3.3.2 Gene Ontology and Kyoto Encyclopedia of Genes and Genomes Analyses

The GO analysis results of DEGs were as follows. 1) Biological processes (BP): DEGs were mainly concentrated in protein activation cascade, acute inflammatory response, cytolysis, platelet degranulation, steroid metabolic process, blood coagulation, fibrin clot formation, complement activation, fibrinolysis, etc. 2) Cellular components (CC): DEGs were mainly concentrated in blood microparticle, extracellular region, extracellular space, extracellular exosome, endoplasmic reticulum lumen, extracellular vesicle, etc. 3) Molecular functions (MF): DEGs were mainly concentrated in enzyme inhibitor activity, heparin binding, endopeptidase, inhibitor activity, signaling receptor binding, high-density lipoprotein particle receptor binding, oxidoreductase activity, etc. ( Supplementary Table 1 ). KEGG pathway analysis showed that DEGs were mainly concentrated in complement and coagulation cascades, drug metabolism—cytochrome P450, chemical carcinogenesis, retinol metabolism, metabolism of xenobiotics by cytochrome P450, prion diseases, drug metabolism—other enzymes, steroid hormone biosynthesis, bile secretion, cholesterol metabolism, etc. ( Figures 7B–D ).
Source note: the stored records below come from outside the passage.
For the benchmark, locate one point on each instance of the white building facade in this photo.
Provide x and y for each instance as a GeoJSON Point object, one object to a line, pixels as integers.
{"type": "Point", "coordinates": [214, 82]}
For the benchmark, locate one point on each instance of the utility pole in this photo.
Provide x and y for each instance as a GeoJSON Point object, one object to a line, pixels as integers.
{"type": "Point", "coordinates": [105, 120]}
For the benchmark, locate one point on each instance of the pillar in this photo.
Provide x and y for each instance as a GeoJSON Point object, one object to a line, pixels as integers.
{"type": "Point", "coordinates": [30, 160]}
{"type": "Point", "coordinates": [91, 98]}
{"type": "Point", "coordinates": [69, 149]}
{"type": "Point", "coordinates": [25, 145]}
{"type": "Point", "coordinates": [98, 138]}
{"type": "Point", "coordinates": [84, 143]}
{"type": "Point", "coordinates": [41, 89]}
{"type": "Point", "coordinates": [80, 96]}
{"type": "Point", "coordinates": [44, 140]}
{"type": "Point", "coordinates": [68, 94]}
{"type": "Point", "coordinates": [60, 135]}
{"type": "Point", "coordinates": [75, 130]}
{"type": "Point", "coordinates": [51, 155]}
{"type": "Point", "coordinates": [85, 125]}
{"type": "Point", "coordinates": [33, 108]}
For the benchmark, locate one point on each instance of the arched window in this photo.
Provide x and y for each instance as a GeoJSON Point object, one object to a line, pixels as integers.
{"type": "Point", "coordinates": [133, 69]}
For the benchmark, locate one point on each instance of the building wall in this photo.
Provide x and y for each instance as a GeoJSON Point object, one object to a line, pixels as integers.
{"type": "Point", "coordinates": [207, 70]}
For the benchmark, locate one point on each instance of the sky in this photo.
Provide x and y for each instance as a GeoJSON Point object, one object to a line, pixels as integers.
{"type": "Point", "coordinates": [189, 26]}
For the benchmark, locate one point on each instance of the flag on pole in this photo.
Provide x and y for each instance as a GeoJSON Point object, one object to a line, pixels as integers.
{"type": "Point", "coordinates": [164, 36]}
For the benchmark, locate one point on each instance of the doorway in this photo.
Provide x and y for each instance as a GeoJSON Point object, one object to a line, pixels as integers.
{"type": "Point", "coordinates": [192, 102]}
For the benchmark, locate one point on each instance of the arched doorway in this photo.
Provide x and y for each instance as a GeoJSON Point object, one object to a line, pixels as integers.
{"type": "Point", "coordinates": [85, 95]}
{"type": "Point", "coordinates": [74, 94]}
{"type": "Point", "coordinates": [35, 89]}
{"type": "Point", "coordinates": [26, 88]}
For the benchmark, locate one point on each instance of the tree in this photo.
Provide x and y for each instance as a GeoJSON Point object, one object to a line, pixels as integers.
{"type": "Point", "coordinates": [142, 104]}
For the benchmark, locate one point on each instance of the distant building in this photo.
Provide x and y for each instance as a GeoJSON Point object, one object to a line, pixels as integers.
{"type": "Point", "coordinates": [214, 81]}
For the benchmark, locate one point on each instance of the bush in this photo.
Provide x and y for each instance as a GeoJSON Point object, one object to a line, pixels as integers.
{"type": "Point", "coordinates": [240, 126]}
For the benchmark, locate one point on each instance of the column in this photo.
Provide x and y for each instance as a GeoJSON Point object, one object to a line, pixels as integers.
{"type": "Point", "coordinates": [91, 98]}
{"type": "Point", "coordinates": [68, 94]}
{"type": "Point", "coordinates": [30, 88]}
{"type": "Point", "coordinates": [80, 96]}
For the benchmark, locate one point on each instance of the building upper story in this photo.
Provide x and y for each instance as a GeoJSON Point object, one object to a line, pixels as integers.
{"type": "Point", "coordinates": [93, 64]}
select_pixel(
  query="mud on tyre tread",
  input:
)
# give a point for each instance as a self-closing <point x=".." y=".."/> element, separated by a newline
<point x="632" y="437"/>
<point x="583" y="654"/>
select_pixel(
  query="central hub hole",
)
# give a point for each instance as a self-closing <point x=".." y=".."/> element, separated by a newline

3.3.3 Protein–Protein Interaction Analysis and Hub Genes

The PPI network was preliminarily obtained by using the String online website. The results were imported into Cytoscape 3.9.0 for further analysis to obtain 108 protein nodes and 863 edges, and the PPI network was drawn ( Figure 8A ). Significant interaction modules 1, 2, and 3 ( Figures 8B–D ) were obtained by using the MCODE plug-in, each containing 32, 11, and 5 nodes and 388, 40, and 10 edges, with MCODE score of 25.032, 8, and 5, respectively. Ten hub genes were screened by 8 different algorithms of cytohubba plug-in ( Table 7 ). According to the Degree algorithm, the hub genes were albumin (ALB), fibrinogen alpha chain (FGA), alpha 2-HS glycoprotein (AHSG), coagulation factor II (F2), apolipoprotein C3 (APOC3), serpin family C member 1 (SERPINC1), fibrinogen gamma chain (FGG), fibrinogen beta chain (FGB), apolipoprotein A1 (APOA1), and vitamin D binding protein (GC). KEGG analysis of hub genes showed that they were mainly concentrated in liver function and coagulation function.

Figure 8.

Figure 8

The PPI network (A) and significant interaction modules (B–D) of DEGs. Red, upregulated; green, downregulated. PPI, protein–protein interaction; DEGs, differentially expressed genes.

Table 7.

Top 10 hub genes.

Ranks Genes by MCC Genes by DMNC Genes by MNC Genes by Degree Genes by EPC Genes by BottleNeck Genes by EcCentricity Genes by Closeness
1 ITIH2 ITIH2 ALB ALB ALB ALB ALB ALB
2 KNG1 SERPIND1 FGA FGA FGA TTR PLG FGA
3 GC HGFAC AHSG AHSG AHSG GC ITIH2 AHSG
4 HRG KNG1 F2 F2 SERPINC1 ITIH2 FGA F2
5 SERPINC1 SERPINA7 APOC3 APOC3 F2 FGA AHSG APOC3
6 APOA2 SERPINA10 SERPINC1 SERPINC1 ORM1 F2 F2 TTR
7 FGB GIG25 FGG FGG FGG MBL2 APOC3 SERPINC1
8 FGG GC FGB FGB APOC3 CYP2C8 TTR FGG
9 ORM1 CP APOA1 APOA1 FGB EEF1A1 * SERPINC1 FGB
10 TF HRG GC GC HRG UGT2B17 FGG APOA1

*denotes upregulatory gene, and others are downregulatory genes.

4 Discussion

CRC was the third most common cancer among the population in the United States. With the development of diagnostic techniques, diagnostic accuracy for metastatic CRC will be greatly improved, and more metastatic diseases are found than ever before. Furthermore, it was suggested by Bailey et al. that although the incidence of CRC has been decreasing in older persons, the incidence was increasing significantly in young adults (8). So it is very important to identify the related factors and screen effects for distant metastasis development among high-risk CRC patients. In this study, the clinical and pathological features of CRC patients were described at initial diagnosis with or without distant metastases from the SEER database. Then we also characterize the risk factors and subsequent survival of identified distant metastases among patients with newly diagnosed CRC, which may have significant implications for clinical decision-making.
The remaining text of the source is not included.